Da haben wir zum Beispiel seit Jahren einen Kindergarten in Betrieb und auf einmal gibt es die neue Vorgabe, dass ein zweiter Fluchtweg hermuss, sonst muss der Kindergarten schließen. Die Kosten trägt natürlich die Gemeinde. Oder ganz aktuell: Aus Bauerbach besuchen mehr Schüler die Realschule in Oberderdingen, als die Realschule in Bretten. Seit dem Fahrplanwechsel Anfang Dezember hält die passende Bahn aber nicht mehr in Bauerbach, deshalb müssen die Kinder eine Stunde früher los. Warum sind wir nicht vorher gefragt worden? Ich arbeite da gerade an einer Lösung. Wenn es nicht auf der Schiene geht, muss entweder die Linie 143 von Gochsheim über Bauerbach fahren oder ein extra Bus her.

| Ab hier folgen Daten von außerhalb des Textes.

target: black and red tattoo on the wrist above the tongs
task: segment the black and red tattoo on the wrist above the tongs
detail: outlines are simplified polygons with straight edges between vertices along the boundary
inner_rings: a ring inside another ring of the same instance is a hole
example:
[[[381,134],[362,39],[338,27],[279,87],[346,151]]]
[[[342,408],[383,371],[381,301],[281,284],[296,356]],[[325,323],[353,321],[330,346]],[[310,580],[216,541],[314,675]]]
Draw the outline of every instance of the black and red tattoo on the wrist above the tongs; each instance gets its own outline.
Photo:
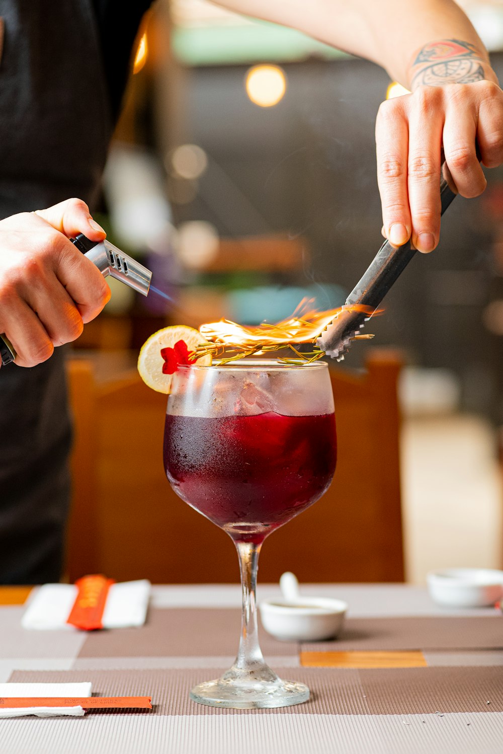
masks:
[[[411,87],[441,87],[445,84],[472,84],[486,78],[482,63],[484,54],[471,42],[440,39],[425,44],[411,66]],[[429,65],[424,65],[429,63]],[[418,70],[419,69],[419,70]]]

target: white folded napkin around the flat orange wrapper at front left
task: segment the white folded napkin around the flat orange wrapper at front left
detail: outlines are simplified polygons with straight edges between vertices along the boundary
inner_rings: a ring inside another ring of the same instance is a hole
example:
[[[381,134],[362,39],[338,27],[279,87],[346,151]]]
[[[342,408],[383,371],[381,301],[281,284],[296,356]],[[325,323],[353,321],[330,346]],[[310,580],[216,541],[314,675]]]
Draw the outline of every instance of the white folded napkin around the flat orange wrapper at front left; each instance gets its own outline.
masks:
[[[0,699],[2,697],[90,697],[91,684],[85,683],[0,683]],[[37,717],[52,717],[53,715],[72,715],[81,717],[84,708],[75,707],[16,707],[2,708],[1,717],[22,717],[35,715]]]

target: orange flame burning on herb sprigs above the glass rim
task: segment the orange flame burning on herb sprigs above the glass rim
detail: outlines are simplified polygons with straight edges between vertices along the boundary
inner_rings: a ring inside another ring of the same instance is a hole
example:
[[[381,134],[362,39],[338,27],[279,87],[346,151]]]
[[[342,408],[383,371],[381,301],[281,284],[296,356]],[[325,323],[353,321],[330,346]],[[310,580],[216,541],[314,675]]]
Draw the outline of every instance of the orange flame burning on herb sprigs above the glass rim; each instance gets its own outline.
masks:
[[[224,354],[225,349],[237,351],[239,356],[264,354],[279,348],[289,347],[297,353],[294,345],[316,342],[325,327],[336,319],[343,310],[361,311],[371,316],[373,309],[364,305],[344,306],[328,311],[317,311],[312,308],[313,299],[303,299],[288,319],[276,324],[264,322],[257,326],[243,326],[230,320],[211,322],[200,326],[200,333],[209,341],[209,345],[201,345],[197,354],[212,353],[214,356]],[[379,312],[375,312],[378,314]],[[301,354],[298,354],[301,356]],[[312,351],[306,354],[319,358],[323,351]],[[236,357],[233,357],[236,358]]]

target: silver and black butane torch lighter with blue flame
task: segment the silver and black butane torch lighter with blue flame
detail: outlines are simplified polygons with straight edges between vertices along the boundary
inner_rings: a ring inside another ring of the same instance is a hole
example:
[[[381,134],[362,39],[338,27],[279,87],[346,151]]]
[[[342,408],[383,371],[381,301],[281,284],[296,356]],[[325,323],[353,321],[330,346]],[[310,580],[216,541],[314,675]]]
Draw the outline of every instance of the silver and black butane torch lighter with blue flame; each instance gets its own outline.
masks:
[[[138,293],[142,293],[143,296],[147,296],[152,273],[139,262],[136,262],[136,259],[124,254],[106,238],[105,241],[90,241],[81,233],[77,238],[70,238],[70,241],[84,256],[87,256],[87,259],[90,259],[90,262],[93,262],[93,265],[96,265],[103,277],[111,275],[133,290],[137,290]],[[0,335],[0,358],[2,365],[10,364],[16,360],[16,351],[3,334]]]

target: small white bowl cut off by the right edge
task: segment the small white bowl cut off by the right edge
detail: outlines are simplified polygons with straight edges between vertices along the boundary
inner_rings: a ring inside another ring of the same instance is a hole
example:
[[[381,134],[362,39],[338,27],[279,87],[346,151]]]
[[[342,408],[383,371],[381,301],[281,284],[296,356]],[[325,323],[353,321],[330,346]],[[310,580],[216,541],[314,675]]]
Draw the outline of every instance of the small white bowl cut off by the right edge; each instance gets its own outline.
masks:
[[[431,599],[453,608],[494,605],[503,596],[503,571],[450,568],[426,576]]]

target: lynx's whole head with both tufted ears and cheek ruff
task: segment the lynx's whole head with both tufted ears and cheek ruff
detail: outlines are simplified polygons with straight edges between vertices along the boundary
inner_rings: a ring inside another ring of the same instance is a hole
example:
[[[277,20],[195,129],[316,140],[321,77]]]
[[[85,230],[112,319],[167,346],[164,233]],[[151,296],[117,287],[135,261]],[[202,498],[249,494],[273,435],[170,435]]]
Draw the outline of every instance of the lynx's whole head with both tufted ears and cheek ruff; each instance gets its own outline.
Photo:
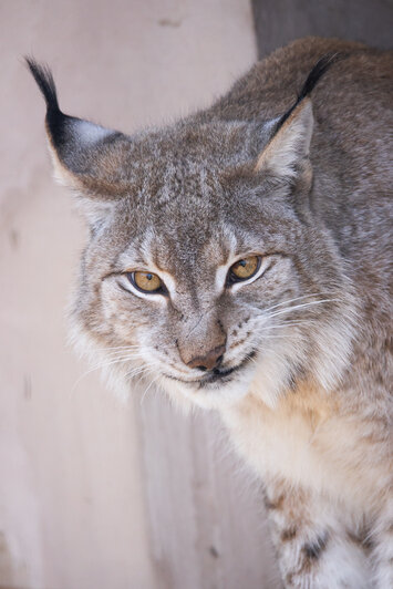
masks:
[[[134,136],[64,115],[48,69],[56,176],[90,226],[73,306],[82,348],[128,383],[220,407],[257,391],[275,405],[347,365],[349,285],[309,206],[311,72],[275,121],[206,113]]]

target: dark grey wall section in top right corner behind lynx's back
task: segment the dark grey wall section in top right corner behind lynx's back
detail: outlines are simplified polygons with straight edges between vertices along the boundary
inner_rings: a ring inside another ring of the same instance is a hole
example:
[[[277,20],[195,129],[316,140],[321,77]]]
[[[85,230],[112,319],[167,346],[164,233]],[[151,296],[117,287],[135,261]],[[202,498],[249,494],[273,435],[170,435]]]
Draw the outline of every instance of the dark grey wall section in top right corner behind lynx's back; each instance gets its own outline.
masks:
[[[258,55],[307,35],[339,37],[391,49],[391,0],[252,0]]]

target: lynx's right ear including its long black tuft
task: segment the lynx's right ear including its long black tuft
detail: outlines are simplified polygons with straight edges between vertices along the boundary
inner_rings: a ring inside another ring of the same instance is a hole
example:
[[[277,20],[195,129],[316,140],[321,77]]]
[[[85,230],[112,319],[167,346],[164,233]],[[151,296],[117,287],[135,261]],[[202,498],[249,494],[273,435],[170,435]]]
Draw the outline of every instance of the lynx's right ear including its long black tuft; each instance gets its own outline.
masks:
[[[270,141],[258,157],[256,172],[266,170],[289,180],[308,172],[311,179],[309,152],[313,115],[309,95],[327,70],[344,56],[342,53],[325,54],[312,68],[294,104],[273,125]]]

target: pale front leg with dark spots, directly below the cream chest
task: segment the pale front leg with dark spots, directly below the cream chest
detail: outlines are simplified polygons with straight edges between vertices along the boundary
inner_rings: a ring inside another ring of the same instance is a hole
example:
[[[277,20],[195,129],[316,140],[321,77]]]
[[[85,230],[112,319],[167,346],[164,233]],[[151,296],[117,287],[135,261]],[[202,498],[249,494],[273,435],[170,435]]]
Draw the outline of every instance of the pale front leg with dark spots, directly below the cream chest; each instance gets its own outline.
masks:
[[[366,554],[325,502],[280,483],[266,506],[287,589],[371,589]]]

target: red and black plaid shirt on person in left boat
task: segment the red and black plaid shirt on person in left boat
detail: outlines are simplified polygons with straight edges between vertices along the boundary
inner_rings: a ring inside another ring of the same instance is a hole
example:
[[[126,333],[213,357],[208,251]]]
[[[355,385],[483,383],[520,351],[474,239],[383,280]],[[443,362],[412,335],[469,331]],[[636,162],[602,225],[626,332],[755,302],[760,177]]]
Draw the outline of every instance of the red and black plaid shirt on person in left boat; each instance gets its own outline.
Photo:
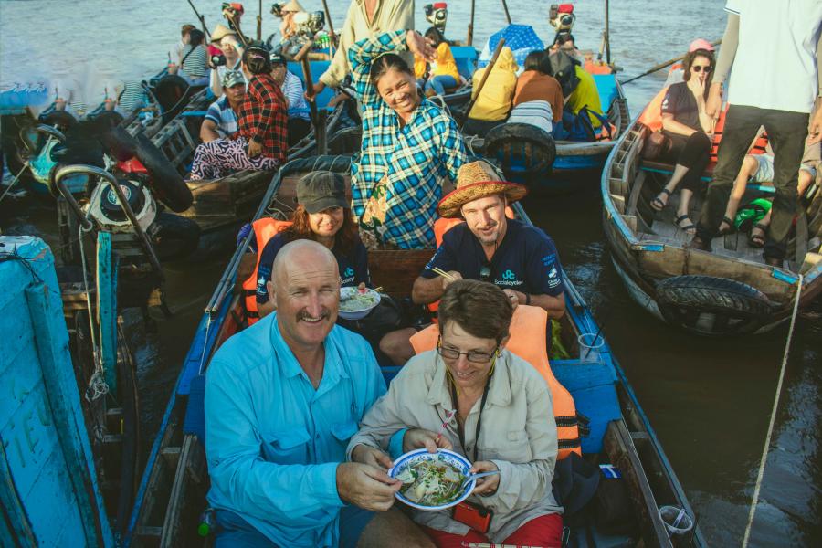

Und solche Beispiele wiederholen sich im ganzen Land. Hohe Standards kosten viel Geld. Wir haben 1,2 Millionen Euro in die Digitalisierung der Schulen investiert und nur 365.000 Euro Fördergelder bekommen. In fünf Jahren wird man schon neue Tablets brauchen, das ist eine ganz andere Art Lehrmittel als die Bücher früher. Die Schulträgerschaft zwischen Land und Kommunen muss neu justiert werden. Generell wünschen sich die Kommunen eine Neuausrichtung, mehr Vertrauen und mit an den Tisch genommen zu werden, wenn es um die Umsetzung geht.